Even meritocracy, an oft-intangible concept, separates island from continent as Britain's model is rooted in Smithian economics and the success of its industrial revolution, which resulted in a more porous social hierarchy and a greater extension of political freedoms. In European countries, meritocracy emerged asymmetrically and, in some cases, remained stratified, as evidenced by the dominance of the Junker class in modern Germany or by Bonapartist and Republican France's top-down, government sponsored systems. Given these divergent paths, Britons have viewed political power through a lens tinted by local tradition and wealth and, thus, are naturally resistant toward the machinations of unelected EU technocrats, meeting in Brussels' smoke-free backrooms.

Europeans, themselves, have often viewed the British and their political culture as foreign to the continent. In an article published in The Envoy last week, Ming Marukatat places all of the blame for the UK-EU's uneasy relationship at Albion's door, despite his insightful analysis of Britain's potential, post-Brexit economic woes. In a manner typical of foreign observers, such as France 24's Douglas Herbert, Marukatat omits the historical role of European leaders, such as Charles de Gaulle's twice blocking Britain's entry into the EEC in 1963 and 1967, in sidelining Britain. In the recent past, other EU leaders, such as Jean-Claude Juncker, have been quick to brush aside Britain's qualms regarding further integration, inflaming the island's nativist sentiment in the process. With the notable exceptions of the Dutch and the Germans, European elites have done little to accept or sooth the rocky relationship between the incipient superstate and its rebellious Atlantic province.
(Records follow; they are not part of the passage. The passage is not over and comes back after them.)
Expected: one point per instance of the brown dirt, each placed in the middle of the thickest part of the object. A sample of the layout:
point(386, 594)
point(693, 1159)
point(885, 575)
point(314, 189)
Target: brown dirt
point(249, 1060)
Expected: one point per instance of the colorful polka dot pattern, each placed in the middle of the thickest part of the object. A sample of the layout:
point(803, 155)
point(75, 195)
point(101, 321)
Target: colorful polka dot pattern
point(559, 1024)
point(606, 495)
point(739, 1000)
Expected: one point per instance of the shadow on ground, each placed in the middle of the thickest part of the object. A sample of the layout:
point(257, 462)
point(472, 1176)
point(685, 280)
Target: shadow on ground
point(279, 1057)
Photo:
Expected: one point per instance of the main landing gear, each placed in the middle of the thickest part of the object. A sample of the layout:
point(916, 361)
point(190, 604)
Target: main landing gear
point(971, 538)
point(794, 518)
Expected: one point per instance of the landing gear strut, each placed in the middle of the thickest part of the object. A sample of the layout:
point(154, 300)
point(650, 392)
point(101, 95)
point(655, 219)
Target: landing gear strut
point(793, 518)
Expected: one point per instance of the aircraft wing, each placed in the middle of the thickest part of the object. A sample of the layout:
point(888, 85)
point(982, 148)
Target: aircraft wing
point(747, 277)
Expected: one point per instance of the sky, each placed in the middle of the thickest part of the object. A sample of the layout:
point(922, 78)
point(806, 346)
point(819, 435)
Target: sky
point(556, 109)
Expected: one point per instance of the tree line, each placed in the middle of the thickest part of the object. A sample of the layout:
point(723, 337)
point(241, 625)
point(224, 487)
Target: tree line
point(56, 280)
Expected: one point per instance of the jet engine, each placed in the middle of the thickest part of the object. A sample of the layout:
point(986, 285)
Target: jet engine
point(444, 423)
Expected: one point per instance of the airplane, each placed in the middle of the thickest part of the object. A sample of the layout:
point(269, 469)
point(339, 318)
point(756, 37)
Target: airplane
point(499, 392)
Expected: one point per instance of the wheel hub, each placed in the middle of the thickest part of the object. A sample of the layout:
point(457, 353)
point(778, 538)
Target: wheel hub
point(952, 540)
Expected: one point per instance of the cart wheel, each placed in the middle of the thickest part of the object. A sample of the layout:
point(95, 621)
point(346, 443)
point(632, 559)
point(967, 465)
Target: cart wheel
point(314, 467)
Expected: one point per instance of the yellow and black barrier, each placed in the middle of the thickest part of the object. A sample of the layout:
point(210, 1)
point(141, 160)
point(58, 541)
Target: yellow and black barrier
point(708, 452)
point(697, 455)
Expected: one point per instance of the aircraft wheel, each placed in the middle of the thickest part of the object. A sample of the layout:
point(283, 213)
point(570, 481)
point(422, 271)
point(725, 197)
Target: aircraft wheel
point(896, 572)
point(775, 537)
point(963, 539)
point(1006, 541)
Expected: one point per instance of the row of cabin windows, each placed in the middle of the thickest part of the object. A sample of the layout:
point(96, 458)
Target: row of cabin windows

With less than 100 days until the EU referendum, Europeans and foreign observers should recognize that Britain does not view itself as the exception but, rather, as a distinct partner in a trade federation of equals. This vote need not be a comment on Europe's death; the majority of Britons do not hold xenophobic attitudes towards the continent and are simply mistrustful of big government, both British and European, a quality that many in Europe also subscribe to. Faced with rising nationalist movements within the Visegrad group, France, and the Netherlands, Europe's bureaucrats would be well advised to appreciate and learn from Britain's well founded concerns. Britons, in return, should heed their former Foreign Secretary David Miliband's caution that a vote to leave Europe might be "a cold, hard lesson in the demon of hubris, born of delusion that the world owes us a break."

James A.F. Watson

James is a contributing editor at The Envoy, and studies history at UBC. When he’s not working on his deadlift form, he reads Persian political history and international relations theory.